Beweisen lässt sich die S-Hypothese (noch) nicht, obwohl es Manche versuchen (7,8). Rein theoretisch gibt es gar keine Möglichkeit, sie jemals zu beweisen, denn innerhalb der Simulation wären solche Beweise ja auch nur Teil der Simulation und als solche simuliert, aber andere wie Nick Bostrom halten es für möglich. Es gibt sogar experimentelle Befunde wie z.B. eine nicht erklärbare Ungleichverteilung bestimmter energiereicher kosmischer Strahlung, aber die Daten reichen nicht aus für eine eindeutige Bestätigung der S-Hypothese (3).
Falsifizieren lässt sie sich aber auch nicht! Es ist unmöglich, zu beweisen, dass wir KEINE Simulation sind!

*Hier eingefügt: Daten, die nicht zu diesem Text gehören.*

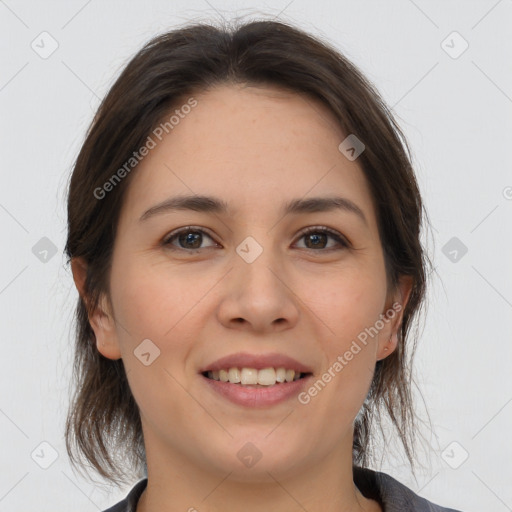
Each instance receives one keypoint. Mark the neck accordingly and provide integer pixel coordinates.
(326, 486)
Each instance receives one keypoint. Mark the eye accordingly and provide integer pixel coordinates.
(316, 237)
(188, 238)
(191, 238)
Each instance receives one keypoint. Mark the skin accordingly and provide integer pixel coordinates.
(256, 148)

Selbst wenn die S-Hypothese zutreffend wäre, so könnten wir erstens ohnehin nichts daran ändern (oder doch?) und zweitens hätte es keine Auswirkung auf das Leben innerhalb der Simulation. Das typische Argument "wie furchtbar wäre es, wenn wir gar nicht in echt leben, sonder nur in einer Simulation - wie traurig, etc." ist haltlos, denn welchen Unterschied im Alltag bewirkt dieses Wissen? Die Frage, ob unser Leben ein simuliertes Leben, unser Bewußtsein ein simuliertes Bewußtsein und das Universum ein simuliertes Universum ist, finde ich genauso müssig, wie ob die Künstliche Intelligenz (sofern sie einmal da sein wird) eine wirkliche Intelligenz ist oder nicht und Rechner mit einem KI-Bewußtsein ein "echtes" Bewußtsein haben oder ein künstliches (besser gesagt ein simuliertes künstliches😄). Was ist überhaupt echt, wer definiert das? Was zählt sind die Handlungen, nicht auf welcher Grundlage diese zustande kommen.

Abgesehen davon, wenn die Simulationshypothese zutrifft, sind wir Menschen dann nicht selbst Künstliche Intelligenzen? Dadurch, dass wir sie nicht widerlegen können, können wir letztlich gar nicht wissen, ob wir echt sind oder nicht (erinnert mich frappant an Blade Runner und andere SF-Filme, in denen die KIs sich selbst für Menschen halten, nur dass dieser Zweifel auf uns genauso zutrifft).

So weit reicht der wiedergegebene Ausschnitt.